OMTG created a new JMeterThread and a fresh test-plan clone for every
arrival with no upper bound, so a server that responds slower than
arrivals are scheduled made JMeter pile up threads until it ran out of
memory. Users also asked to model a system with a hard concurrency
limit, such as a fixed-size connection pool.

Add a positional concurrency(N) schedule step, alongside rate(...), that
caps the number of threads running at the same time. The cap may vary
over time: concurrency(100) ... concurrency(200) applies 100 for the
first window and 200 for the next.

ConcurrencyLimit reads the cap by the time elapsed since the schedule
start rather than by the arrivals generator position, so the cap still
rises while the producer is blocked waiting for a free thread.
ConcurrencyGate reserves a slot before cloning the test plan, so a
capped arrival waits instead of allocating a clone, which bounds memory
by the limit.

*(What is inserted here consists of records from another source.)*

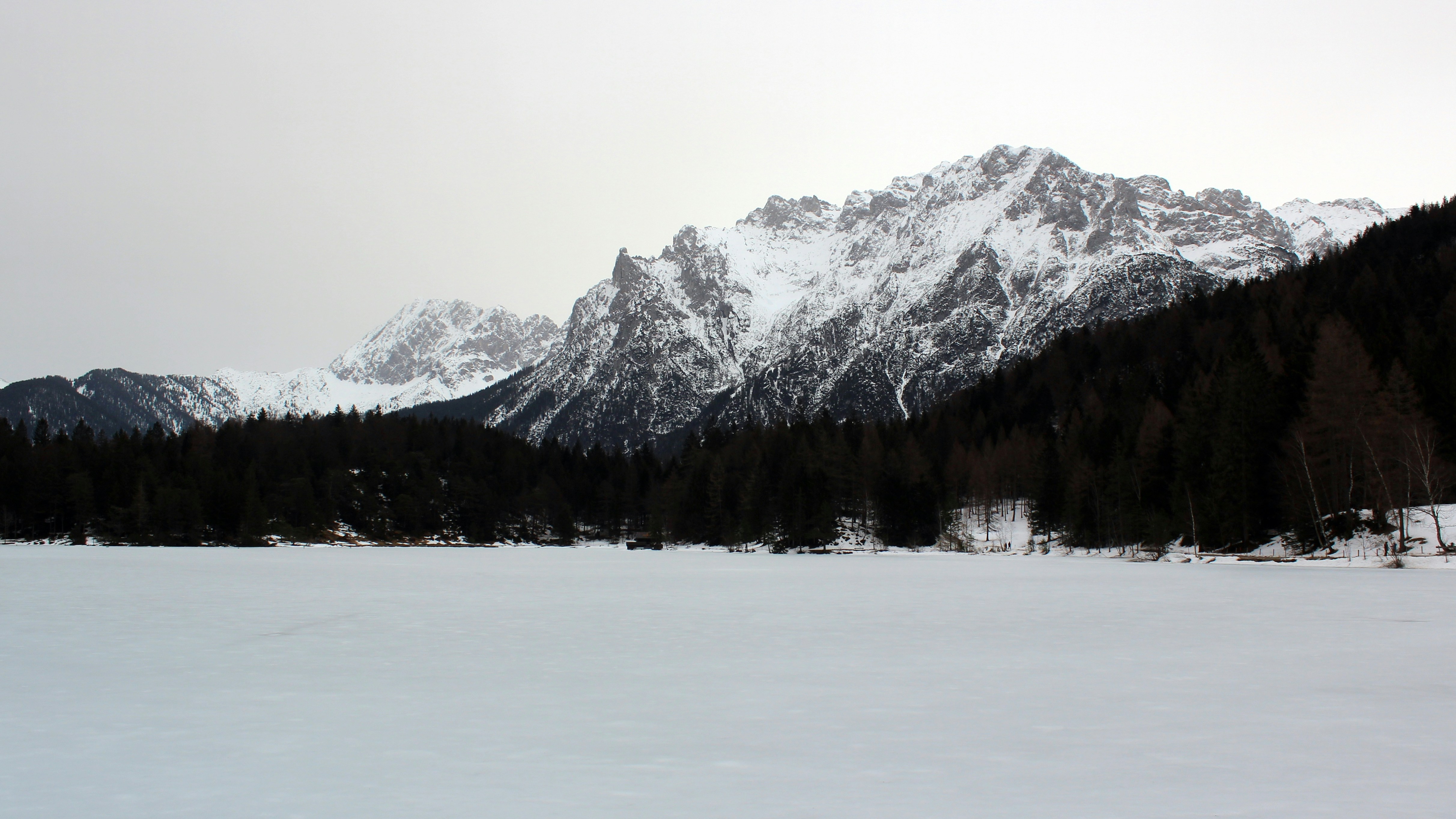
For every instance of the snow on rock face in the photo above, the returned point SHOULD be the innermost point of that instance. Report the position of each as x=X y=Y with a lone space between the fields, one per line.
x=432 y=350
x=884 y=304
x=452 y=343
x=1318 y=228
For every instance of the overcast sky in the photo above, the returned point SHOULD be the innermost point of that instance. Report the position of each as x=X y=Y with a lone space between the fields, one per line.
x=194 y=186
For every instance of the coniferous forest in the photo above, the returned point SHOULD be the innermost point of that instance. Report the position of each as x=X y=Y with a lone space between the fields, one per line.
x=1278 y=406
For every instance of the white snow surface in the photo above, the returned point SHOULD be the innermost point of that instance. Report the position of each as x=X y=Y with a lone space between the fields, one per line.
x=430 y=350
x=602 y=683
x=893 y=299
x=1321 y=226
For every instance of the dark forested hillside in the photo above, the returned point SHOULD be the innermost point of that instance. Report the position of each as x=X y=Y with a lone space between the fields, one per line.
x=1275 y=406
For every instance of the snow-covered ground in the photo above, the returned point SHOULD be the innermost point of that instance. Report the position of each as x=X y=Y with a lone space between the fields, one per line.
x=603 y=683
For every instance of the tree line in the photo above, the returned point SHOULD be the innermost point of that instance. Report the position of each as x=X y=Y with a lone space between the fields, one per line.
x=1278 y=406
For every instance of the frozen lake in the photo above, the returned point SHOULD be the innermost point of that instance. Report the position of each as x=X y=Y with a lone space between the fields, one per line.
x=599 y=683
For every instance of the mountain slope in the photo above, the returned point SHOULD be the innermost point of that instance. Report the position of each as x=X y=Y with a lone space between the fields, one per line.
x=430 y=350
x=887 y=302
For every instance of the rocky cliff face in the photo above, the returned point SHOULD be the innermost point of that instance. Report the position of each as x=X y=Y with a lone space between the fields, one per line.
x=430 y=350
x=1315 y=228
x=887 y=302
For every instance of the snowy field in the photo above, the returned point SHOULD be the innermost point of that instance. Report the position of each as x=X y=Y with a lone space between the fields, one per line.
x=603 y=683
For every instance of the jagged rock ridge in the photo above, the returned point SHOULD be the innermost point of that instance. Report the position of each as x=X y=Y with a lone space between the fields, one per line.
x=430 y=350
x=890 y=301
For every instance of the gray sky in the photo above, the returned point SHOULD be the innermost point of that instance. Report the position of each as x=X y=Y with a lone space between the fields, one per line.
x=193 y=186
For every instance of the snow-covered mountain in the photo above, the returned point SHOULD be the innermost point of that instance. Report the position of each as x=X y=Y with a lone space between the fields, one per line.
x=1318 y=228
x=890 y=301
x=430 y=350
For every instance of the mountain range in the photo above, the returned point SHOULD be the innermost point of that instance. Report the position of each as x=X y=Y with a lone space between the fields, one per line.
x=430 y=350
x=892 y=301
x=877 y=307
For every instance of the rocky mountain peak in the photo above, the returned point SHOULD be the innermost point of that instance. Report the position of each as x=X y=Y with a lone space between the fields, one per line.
x=450 y=341
x=884 y=304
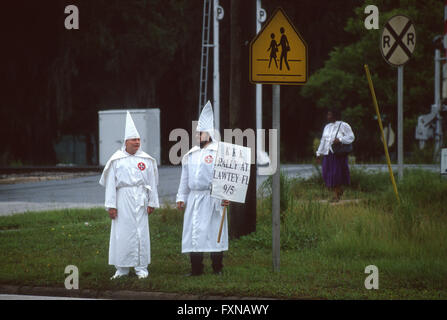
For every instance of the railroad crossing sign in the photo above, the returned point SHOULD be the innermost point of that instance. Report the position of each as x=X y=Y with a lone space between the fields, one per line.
x=398 y=40
x=278 y=54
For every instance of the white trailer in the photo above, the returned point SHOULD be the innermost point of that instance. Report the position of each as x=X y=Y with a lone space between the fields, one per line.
x=111 y=131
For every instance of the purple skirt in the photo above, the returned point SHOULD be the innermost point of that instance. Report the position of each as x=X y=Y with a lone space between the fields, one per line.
x=335 y=170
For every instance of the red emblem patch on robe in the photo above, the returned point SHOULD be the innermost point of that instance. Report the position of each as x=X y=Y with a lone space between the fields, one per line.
x=141 y=166
x=209 y=159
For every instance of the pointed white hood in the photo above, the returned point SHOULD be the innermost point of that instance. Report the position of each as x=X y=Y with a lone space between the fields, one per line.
x=131 y=131
x=206 y=120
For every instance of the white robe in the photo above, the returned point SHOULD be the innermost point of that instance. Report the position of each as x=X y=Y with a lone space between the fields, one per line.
x=203 y=213
x=345 y=135
x=131 y=186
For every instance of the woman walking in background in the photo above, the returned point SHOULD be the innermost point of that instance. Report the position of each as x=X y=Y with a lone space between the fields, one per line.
x=335 y=167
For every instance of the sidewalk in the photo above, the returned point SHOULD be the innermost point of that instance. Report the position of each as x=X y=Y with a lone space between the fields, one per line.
x=108 y=294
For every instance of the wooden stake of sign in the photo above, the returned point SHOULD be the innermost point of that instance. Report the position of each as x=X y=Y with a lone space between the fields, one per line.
x=221 y=224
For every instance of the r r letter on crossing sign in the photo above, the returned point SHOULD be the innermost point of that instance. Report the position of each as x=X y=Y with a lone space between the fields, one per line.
x=398 y=40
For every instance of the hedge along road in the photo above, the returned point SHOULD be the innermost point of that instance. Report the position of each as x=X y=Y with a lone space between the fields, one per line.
x=85 y=192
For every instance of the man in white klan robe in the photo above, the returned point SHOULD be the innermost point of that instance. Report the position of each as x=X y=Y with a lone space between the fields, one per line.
x=203 y=213
x=130 y=178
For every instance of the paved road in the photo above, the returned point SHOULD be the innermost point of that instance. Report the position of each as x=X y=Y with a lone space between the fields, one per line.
x=29 y=297
x=85 y=192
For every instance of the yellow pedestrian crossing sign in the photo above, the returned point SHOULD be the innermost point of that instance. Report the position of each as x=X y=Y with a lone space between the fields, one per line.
x=278 y=54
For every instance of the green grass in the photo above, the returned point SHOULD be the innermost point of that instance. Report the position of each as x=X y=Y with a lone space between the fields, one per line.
x=324 y=248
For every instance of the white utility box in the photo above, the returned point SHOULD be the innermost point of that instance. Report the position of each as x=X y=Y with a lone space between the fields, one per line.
x=112 y=124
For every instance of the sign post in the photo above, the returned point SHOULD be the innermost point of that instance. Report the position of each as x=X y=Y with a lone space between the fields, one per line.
x=231 y=175
x=278 y=56
x=276 y=181
x=398 y=41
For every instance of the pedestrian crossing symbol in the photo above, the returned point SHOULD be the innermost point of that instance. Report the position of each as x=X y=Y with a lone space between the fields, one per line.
x=278 y=54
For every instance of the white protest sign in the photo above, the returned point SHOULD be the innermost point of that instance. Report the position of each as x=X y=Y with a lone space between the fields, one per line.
x=231 y=172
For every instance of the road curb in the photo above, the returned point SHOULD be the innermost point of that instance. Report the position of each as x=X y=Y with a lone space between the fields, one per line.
x=112 y=295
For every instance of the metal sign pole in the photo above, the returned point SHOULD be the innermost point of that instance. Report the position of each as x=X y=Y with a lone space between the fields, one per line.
x=216 y=75
x=400 y=121
x=276 y=222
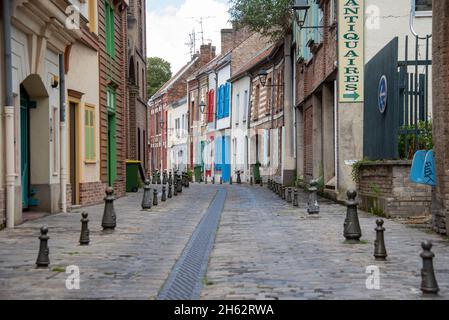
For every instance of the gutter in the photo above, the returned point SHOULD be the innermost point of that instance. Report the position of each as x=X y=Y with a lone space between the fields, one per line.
x=9 y=116
x=63 y=134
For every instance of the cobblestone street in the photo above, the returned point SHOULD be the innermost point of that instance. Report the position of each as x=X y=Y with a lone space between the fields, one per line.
x=264 y=249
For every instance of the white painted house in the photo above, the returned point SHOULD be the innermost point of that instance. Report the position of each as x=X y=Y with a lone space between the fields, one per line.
x=239 y=133
x=178 y=134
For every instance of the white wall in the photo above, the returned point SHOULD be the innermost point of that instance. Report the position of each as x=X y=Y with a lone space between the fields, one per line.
x=224 y=74
x=177 y=141
x=239 y=132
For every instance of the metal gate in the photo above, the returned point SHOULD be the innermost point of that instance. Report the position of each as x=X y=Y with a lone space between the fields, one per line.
x=396 y=113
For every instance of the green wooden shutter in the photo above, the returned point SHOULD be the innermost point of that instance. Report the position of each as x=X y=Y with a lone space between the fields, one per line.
x=109 y=26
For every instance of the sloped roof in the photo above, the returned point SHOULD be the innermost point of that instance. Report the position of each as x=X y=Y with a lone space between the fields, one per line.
x=261 y=56
x=173 y=79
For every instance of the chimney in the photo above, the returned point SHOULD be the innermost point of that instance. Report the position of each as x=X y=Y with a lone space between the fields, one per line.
x=207 y=53
x=231 y=38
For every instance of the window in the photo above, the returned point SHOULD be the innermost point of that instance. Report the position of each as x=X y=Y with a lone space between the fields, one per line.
x=111 y=100
x=177 y=127
x=237 y=109
x=245 y=106
x=227 y=99
x=55 y=139
x=89 y=133
x=333 y=11
x=211 y=102
x=109 y=26
x=92 y=16
x=423 y=5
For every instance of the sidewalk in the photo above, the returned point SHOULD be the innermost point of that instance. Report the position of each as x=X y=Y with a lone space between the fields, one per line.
x=131 y=263
x=267 y=249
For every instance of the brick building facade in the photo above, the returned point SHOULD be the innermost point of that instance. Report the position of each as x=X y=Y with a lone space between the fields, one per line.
x=315 y=74
x=137 y=134
x=171 y=92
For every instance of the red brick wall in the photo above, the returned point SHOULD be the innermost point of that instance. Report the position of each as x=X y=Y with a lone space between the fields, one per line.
x=308 y=142
x=440 y=89
x=113 y=72
x=311 y=74
x=2 y=209
x=92 y=193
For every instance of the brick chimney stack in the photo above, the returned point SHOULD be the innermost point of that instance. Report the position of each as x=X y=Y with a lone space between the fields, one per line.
x=207 y=53
x=231 y=38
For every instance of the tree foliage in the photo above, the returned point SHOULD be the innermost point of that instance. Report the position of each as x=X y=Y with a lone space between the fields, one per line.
x=270 y=18
x=158 y=73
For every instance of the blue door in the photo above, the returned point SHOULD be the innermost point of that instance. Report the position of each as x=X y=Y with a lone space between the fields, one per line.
x=25 y=146
x=226 y=161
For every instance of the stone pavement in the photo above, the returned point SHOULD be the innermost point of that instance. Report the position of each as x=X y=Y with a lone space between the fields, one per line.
x=131 y=263
x=264 y=249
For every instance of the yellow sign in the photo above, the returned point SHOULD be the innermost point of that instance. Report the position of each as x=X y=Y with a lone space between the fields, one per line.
x=351 y=45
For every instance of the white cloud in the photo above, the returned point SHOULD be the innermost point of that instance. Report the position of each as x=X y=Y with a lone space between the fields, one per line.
x=168 y=29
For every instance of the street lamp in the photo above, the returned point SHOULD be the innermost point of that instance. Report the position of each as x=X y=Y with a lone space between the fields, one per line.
x=263 y=74
x=202 y=106
x=300 y=9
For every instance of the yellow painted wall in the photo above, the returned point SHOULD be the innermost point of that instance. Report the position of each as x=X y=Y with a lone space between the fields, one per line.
x=83 y=76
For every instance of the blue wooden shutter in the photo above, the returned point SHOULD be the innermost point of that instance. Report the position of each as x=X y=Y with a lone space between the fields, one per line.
x=227 y=99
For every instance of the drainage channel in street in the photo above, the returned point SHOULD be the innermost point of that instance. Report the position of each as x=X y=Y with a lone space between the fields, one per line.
x=186 y=279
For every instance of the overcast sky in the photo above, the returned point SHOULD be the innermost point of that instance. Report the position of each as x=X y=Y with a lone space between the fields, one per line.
x=169 y=23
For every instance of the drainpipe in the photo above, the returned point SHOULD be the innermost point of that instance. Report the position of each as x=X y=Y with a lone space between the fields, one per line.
x=63 y=134
x=9 y=117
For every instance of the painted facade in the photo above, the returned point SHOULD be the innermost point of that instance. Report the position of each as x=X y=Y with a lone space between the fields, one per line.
x=137 y=116
x=178 y=135
x=328 y=134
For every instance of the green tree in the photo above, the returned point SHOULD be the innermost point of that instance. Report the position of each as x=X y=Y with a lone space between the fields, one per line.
x=158 y=73
x=270 y=18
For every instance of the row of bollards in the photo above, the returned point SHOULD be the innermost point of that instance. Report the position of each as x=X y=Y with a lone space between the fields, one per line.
x=352 y=230
x=109 y=220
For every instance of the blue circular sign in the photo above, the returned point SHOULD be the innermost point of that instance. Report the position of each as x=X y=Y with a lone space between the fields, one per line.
x=383 y=94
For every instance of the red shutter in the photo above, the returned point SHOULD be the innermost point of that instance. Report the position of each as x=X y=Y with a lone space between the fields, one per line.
x=210 y=117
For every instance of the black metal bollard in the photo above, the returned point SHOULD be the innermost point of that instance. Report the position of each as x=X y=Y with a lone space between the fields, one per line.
x=380 y=252
x=295 y=201
x=170 y=193
x=175 y=188
x=43 y=257
x=146 y=200
x=429 y=283
x=155 y=202
x=109 y=221
x=289 y=194
x=154 y=178
x=352 y=231
x=187 y=180
x=179 y=184
x=312 y=205
x=84 y=237
x=164 y=193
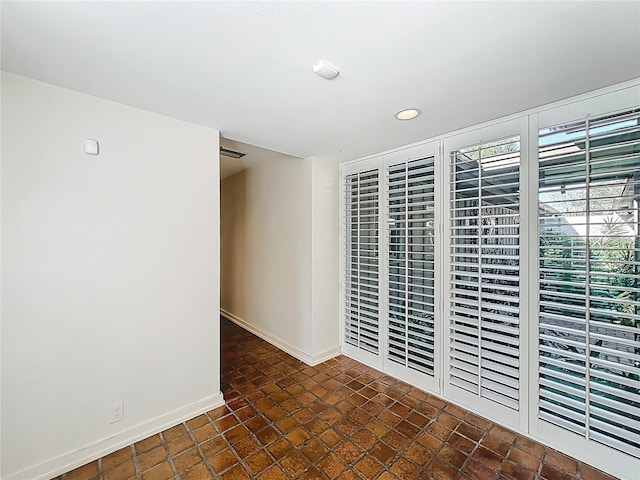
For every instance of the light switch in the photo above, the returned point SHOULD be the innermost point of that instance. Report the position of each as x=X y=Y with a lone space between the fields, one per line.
x=91 y=146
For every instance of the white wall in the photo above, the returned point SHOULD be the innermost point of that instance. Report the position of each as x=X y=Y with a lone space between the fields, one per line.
x=266 y=251
x=325 y=257
x=280 y=253
x=109 y=275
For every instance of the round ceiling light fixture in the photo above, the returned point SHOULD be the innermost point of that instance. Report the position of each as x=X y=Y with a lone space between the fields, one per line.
x=408 y=113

An arrival that still has no free thread when the schedule
ends is dropped rather than stretching the test past its nominal end.

Add openmodel.max_concurrency as an installation-wide safety net for
schedules that set no concurrency(...) of their own; it defaults to
unlimited to preserve existing behavior.

Closes apache#5966

Co-Authored-By: Claude Opus 4.8 <noreply@anthropic.com>
The schedule preview only drew the target arrival rate. Show the
concurrency limit too, without overloading a single axis: rate and
thread count are different units, so a shared or secondary Y axis would
invite a false visual correlation.

A single limit that applies from the start is shown as a "Max threads: N"
subtitle. A limit that changes over time is drawn as a second panel
stacked below the rate, sharing the time axis (gggrid sharex + align).
The limit uses geomStep, not geomLine, because it is piecewise-constant
and jumps between windows rather than ramping.

Extract TargetRateChart.buildSpec so the lets-plot specification can be
tested without the Swing/Batik rendering.